For anyone who spends the early part of their working life in one organisation, or a specific industry, making the move to something new can be a daunting prospect. “Will my skill-set be valued? Will it be relevant? Will I be able to ‘catch-up’?” are the questions many people who have considered making a big career change will have found themselves pondering. My semi-recent move from Air Force Engineer to Product Manager was case-in-point. Fortunately, I soon found the answers to those questions were, “Yes. Yup. Yeah, mate”.
After graduating with a degree in Mechanical Engineering, I spent seven years in the Air Force across a number of roles, including Aircraft Fleet Maintenance Manager. One of my key responsibilities was managing the team of technicians who carried out preventative and on-condition fleet maintenance. Assessing risk and authorising the aircraft for flight was par for the course. At the time, I thought that the skills I was developing were specific to managing aircraft maintenance, to being an Air Force Engineer, to being a Military Officer. I didn’t know that they would turn out to be my most valuable resource several years later in a completely different industry.
Fast forward a few years and I found myself in London, looking for a new challenge. An opportunity arose for the role of Product Manager in a small product studio and, whilst I had very little exposure to software development (I could barely write a line of code), the prospect of working with modern technologies and learning something new was enough for me to give it a go.
In the first months of my new role, I absorbed as much information about product management as I could. I used Codecademy to learn the basics of our tech stack, investigated design development frameworks, and read about Product Management ideology. Throughout this process, I was surprised to learn that the most valuable skills I brought to my new role were not the ins and outs of product management but those I honed as an Air Force Engineer.
In a management role, you rarely need to have a deep technical understanding of the product or service you are delivering. That’s what your technical specialists are for. The key is knowing how best to utilise your team and trusting them to deliver.
As an Aircraft Maintenance Manager, I had a team of technicians with in-depth knowledge of the aircraft systems and how to fix them. I depended on the technical experts to explain system problems to me and then justify the suggested solution. As a Product Manager, I have a team of software developers with in-depth knowledge of building digital products. If I give them a problem, I depend on them to explain how this problem might be solved through development and justify the suggested solution.
It sounds awfully similar because it is. Given a team with the requisite technical knowledge and the ability to communicate it, I can assess risk, remove barriers, and communicate solutions to stakeholders, whether their business is aircrafts or apps.
In both aircraft maintenance and managing product, I’ve found root cause analysis to be a valuable tool. With aircraft, I might have used root cause analysis to investigate why a hydraulic leak occurred. In product management, I try to determine why a critical bug was released in an application. And the process remains the same. Root cause analysis is about asking the right questions of the right people and continuously digging deeper until you’re happy that you’ve found the first domino. One of my favourite methods is the Five Whys, and it’s just as applicable for app development as aircraft accident training.

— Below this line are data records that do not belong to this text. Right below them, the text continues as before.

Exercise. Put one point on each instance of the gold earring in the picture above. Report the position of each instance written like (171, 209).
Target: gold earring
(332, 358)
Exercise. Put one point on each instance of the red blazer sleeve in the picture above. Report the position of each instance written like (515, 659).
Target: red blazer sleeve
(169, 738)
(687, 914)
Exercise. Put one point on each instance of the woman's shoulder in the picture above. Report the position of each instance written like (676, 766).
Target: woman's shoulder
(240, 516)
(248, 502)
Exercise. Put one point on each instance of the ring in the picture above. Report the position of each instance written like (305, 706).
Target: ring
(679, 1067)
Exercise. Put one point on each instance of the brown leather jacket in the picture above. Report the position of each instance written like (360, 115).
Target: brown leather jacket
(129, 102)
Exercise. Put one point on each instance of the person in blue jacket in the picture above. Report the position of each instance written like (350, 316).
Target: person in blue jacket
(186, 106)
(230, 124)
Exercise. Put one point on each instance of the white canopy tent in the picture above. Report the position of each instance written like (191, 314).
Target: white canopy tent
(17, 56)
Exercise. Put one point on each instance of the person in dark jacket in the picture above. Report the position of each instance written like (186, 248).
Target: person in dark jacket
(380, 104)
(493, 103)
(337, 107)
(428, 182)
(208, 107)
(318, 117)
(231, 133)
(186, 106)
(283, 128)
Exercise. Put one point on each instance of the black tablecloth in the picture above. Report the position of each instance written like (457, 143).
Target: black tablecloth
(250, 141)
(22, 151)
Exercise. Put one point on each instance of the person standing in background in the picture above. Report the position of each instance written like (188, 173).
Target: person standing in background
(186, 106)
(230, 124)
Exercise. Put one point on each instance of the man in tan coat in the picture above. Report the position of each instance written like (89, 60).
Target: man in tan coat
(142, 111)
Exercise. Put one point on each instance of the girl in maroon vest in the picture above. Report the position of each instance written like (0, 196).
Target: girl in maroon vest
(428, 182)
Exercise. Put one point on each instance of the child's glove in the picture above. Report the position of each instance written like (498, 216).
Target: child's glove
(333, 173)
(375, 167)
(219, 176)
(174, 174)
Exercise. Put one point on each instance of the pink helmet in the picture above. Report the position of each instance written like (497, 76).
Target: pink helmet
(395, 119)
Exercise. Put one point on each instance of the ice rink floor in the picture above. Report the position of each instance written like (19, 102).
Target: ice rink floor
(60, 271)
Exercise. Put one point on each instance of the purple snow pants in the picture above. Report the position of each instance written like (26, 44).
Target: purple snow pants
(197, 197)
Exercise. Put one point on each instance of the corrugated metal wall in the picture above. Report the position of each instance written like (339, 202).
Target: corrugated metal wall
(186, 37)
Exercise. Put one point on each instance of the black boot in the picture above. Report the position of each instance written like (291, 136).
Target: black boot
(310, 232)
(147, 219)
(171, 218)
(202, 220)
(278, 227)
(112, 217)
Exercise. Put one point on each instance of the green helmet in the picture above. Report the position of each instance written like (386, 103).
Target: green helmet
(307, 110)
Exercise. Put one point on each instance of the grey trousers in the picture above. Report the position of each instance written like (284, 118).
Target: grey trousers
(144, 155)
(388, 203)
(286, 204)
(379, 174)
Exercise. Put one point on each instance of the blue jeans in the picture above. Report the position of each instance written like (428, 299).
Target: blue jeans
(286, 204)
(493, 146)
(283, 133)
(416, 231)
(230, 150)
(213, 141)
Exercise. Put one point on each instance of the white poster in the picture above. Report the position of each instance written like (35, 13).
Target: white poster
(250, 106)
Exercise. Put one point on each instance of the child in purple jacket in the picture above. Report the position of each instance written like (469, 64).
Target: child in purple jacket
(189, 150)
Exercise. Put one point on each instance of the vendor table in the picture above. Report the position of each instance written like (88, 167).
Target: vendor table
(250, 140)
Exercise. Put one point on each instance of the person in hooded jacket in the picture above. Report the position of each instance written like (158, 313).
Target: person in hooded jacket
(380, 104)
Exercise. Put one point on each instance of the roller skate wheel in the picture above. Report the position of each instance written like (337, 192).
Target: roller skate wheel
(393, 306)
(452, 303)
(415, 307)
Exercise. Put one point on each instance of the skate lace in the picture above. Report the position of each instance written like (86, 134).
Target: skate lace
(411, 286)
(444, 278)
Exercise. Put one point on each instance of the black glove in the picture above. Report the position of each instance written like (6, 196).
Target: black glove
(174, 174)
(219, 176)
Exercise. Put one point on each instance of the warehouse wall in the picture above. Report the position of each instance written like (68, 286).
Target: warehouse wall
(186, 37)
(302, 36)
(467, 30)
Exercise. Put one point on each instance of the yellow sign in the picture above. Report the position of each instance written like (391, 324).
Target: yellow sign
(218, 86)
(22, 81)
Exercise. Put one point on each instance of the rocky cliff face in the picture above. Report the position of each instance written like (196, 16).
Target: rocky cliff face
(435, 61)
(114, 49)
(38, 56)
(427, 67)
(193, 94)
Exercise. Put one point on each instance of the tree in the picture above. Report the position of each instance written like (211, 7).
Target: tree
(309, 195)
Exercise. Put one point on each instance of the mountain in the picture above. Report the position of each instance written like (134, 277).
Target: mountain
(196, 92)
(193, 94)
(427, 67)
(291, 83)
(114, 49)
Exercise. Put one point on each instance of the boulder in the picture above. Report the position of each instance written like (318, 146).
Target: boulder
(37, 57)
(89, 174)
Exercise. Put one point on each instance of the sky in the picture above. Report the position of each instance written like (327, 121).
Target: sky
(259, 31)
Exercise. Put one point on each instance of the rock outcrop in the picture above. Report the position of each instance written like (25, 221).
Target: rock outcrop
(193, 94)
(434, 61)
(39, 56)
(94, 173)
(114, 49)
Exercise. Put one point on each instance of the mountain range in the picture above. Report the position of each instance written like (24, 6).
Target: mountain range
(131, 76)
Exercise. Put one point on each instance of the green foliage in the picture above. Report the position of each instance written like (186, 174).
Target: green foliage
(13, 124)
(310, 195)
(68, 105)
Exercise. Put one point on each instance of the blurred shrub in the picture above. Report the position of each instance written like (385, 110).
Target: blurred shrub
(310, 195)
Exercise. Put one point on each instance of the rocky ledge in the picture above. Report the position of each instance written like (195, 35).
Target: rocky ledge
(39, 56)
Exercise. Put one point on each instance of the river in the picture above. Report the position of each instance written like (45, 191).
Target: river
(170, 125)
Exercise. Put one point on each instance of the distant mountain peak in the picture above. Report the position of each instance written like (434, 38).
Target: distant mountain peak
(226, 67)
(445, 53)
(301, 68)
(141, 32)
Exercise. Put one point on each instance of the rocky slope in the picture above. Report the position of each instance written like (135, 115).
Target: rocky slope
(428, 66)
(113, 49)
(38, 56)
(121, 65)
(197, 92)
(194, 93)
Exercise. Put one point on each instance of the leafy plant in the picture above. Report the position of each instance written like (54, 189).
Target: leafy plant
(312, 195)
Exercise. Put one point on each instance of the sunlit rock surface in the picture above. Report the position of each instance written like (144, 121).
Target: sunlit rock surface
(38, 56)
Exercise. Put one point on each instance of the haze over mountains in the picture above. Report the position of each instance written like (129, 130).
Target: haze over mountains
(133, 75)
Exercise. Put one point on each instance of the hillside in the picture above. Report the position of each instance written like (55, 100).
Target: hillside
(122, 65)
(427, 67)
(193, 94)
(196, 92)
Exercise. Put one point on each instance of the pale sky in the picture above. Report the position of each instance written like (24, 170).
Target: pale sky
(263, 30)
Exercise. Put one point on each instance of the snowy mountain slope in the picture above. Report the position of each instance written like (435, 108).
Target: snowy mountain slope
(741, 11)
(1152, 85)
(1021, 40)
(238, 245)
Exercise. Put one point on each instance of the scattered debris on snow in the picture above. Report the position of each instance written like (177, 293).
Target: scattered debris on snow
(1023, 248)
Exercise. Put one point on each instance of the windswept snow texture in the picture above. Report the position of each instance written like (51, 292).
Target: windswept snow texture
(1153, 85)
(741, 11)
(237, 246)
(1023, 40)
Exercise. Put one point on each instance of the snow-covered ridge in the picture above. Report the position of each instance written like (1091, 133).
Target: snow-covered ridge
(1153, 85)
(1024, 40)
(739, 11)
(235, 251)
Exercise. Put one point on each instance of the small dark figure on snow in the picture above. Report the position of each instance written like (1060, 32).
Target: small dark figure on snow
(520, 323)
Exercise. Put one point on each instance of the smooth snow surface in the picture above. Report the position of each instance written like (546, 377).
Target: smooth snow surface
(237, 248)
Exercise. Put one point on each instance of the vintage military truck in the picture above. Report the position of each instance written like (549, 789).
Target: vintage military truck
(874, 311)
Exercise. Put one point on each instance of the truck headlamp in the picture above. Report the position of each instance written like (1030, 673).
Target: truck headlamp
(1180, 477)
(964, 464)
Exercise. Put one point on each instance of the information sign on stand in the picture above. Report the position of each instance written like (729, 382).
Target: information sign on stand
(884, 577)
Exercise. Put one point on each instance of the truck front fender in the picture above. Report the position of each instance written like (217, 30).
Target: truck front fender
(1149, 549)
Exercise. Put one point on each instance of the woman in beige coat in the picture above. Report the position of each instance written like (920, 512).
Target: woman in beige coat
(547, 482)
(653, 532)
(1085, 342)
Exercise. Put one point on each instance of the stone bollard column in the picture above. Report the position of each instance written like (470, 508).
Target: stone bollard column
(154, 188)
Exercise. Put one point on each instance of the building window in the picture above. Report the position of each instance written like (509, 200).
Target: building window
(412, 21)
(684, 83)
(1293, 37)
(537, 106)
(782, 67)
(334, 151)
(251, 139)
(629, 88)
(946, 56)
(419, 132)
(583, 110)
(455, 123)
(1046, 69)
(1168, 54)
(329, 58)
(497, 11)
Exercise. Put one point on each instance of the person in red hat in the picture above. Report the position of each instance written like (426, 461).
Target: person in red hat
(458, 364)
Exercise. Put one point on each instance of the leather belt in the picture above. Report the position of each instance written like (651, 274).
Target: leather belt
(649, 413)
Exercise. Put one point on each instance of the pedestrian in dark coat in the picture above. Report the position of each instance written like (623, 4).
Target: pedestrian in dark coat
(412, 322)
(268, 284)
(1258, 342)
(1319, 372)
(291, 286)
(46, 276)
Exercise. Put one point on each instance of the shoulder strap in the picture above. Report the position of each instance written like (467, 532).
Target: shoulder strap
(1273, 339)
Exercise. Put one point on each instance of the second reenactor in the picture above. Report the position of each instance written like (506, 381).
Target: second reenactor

Product Management requires good interpersonal skills because you’re constantly balancing the needs of numerous stakeholders. From identifying user needs to implementing feedback with designers, PMs are instrumental in delivering for end customers, internal teams, and clients simultaneously. All of these stakeholders have their own problems, spoken in their own language, and, more often than not, they’ll be looking to the PM for solutions. To be successful, PMs need to know how to adjust their communication for different stakeholders whilst also acting as the translator and mediator. Many roles can prepare you well for this environment, and being an Air Force Engineer was undoubtedly one of them.
From briefings with technicians through to strategic conversations with directors, I was already used to acting as the point of contact for various stakeholders and comfortable speaking the language of each. This stood me in great stead for my next role as a Product Manager.
If you’d have told me when I began my career in the airforce that the skills I would learn would prove useful later down the line in a different industry, I would have brushed it off with, ‘only the common sense stuff’. But when you’re surrounded by contemporaries with similar training, it can be hard to distinguish between common sense and highly transferable skill.
If you’re an aspiring Product Manager, Military Engineer, or just mulling over a career change, you might just surprise yourself over how transferable your skills can be. Aircraft to Apps is testament to that.